McCarroll et al[18] were able to show improved outcomes of “trephine and drilling” with less severe chondral lesions. Although the authors did not refer to their technique as microfracture, the methods described a procedure that is now the commonly described technique for microfracture. Patients were grouped according to a modified Outerbridge classification, and upon review of their classification scheme, some, if not all, grade II lesions were likely partial thickness. Nonetheless, grade III and grade IV lesions were full thickness, and grade III lesions did have greater satisfaction compared with grade IV lesions. There were 33 and 35 patients in the grade II and III groups, respectively, yet only 2 patients with grade IV lesions who underwent microfracture as the authors opted for more extensive procedures in this group. Both grade IV patients had unsatisfactory results. The skewed distribution of patients among groups and likely inclusion of partial-thickness lesions make us question any correlations and conclusions drawn from this study pertaining to microfracture of the PFJ. Zorman et al[17] also operated on grade II (partial-thickness) and III (full-thickness) lesions using Ogilvie-Harris classification, but they showed no notable differences in outcomes. The results of both studies were included in this review despite including partial-thickness defects for two reasons.[17,18] First, because the results of full-thickness lesions were presented separate from the partial-thickness lesions and, second, to demonstrate any trends observed in outcomes. Both of these studies used different scoring measures, and thus, no comparison could be made between studies.

An articular cartilage lesion of up to 4 cm2 is an indication for microfracture in the knee, and many authors suggest a cutoff closer to 2 cm2 for the PFJ.[27,28] Several authors recommend alternative procedures such as autologous chondrocyte implantation for lesions >2 to 3 cm in the PFJ because of concerns about durability and longevity of the repair tissue generated by microfracture in lesions of that size.[27-29] Our study was unable to substantiate those recommendations for the PFJ. None of the studies that we reviewed were powered to detect differences in outcomes based on the size of the chondral lesion. In addition, the heterogeneity of outcome measures precluded an analysis between studies.
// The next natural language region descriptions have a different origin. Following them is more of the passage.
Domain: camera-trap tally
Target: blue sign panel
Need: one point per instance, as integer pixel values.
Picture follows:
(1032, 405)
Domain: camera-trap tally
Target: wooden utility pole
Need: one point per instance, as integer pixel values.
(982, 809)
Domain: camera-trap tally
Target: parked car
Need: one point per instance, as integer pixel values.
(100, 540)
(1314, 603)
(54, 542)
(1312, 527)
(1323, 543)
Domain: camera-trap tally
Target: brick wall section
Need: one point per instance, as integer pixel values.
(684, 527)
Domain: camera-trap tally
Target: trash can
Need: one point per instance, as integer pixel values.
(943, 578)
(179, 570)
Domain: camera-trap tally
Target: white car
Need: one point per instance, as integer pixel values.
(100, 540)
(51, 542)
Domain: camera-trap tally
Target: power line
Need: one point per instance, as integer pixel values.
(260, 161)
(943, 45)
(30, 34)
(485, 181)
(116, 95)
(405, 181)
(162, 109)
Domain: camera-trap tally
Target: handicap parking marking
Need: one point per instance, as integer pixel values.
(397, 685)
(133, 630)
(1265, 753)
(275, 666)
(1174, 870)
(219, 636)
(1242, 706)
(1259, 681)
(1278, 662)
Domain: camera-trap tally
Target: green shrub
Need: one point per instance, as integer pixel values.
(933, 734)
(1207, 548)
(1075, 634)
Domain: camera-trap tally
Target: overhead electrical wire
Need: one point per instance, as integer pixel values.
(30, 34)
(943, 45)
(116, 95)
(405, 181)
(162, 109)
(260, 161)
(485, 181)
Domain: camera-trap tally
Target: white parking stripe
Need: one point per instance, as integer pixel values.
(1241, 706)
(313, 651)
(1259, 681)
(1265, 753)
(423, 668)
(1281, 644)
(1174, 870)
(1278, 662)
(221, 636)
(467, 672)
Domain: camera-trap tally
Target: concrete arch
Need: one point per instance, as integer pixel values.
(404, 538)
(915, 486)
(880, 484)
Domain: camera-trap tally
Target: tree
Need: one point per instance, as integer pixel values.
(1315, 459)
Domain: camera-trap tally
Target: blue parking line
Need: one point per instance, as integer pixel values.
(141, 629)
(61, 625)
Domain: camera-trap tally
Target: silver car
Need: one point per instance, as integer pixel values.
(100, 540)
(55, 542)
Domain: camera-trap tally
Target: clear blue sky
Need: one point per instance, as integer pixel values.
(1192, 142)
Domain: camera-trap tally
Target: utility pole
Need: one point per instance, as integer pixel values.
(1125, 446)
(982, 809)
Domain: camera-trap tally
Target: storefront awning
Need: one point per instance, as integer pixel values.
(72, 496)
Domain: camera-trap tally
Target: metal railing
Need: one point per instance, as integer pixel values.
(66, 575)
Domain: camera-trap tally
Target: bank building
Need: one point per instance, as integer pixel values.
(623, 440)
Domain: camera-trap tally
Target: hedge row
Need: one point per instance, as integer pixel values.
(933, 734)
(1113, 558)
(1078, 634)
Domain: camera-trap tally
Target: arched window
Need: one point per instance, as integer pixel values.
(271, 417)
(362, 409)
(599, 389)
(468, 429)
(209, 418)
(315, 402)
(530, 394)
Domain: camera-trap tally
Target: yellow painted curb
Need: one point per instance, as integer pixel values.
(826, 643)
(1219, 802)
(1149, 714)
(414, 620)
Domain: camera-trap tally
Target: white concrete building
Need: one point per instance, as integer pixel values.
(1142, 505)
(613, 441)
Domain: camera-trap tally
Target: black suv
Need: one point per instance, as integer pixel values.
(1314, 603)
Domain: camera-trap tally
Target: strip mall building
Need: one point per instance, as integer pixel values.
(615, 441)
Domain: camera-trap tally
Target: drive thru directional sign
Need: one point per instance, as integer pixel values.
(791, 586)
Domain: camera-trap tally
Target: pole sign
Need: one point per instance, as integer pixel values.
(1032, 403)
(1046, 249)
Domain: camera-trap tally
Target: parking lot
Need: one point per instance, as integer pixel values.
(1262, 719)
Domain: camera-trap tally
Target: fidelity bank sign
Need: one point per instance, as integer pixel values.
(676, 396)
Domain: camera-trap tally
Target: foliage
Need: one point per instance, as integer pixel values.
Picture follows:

There are several limitations that we identified in our review. First, the heterogeneity of both subjective and objective outcome measures across studies precluded any meta-analysis. The lack of a standardized postoperative rehabilitation protocol across studies is a potential confounding variable, as several studies had different weight-bearing and range-of-motion protocols. The average follow-up period for the studies we reviewed was 41 months, and follow-up periods were highly variable, which also limited our ability to compare studies. This study did not find any long-term follow-up for microfracture in the PFJ, and thus, we were unable to draw any conclusions about the long-term effectiveness of microfracture, specifically in the PFJ. Finally, the quality of evidence we reviewed and the small number of overall patients are additional drawbacks.

Summary

Our review found evidence to suggest that patients have improved clinical outcomes after microfracture in the PFJ at midterm follow-up. There is some evidence to suggest that age may be a predictor of successful outcome and longevity of the repair. We were unable to draw any conclusions regarding the influence of size, severity, and location of the chondral defect on the clinical outcome. This study provides the most comprehensive and current review of the literature pertaining to outcomes and predictors of outcomes after microfracture, specifically in the PFJ. Well-designed longitudinal studies with individual analysis of the PFJ are needed to deepen our understanding of cartilage restoration, specifically microfracture, in the PFJ.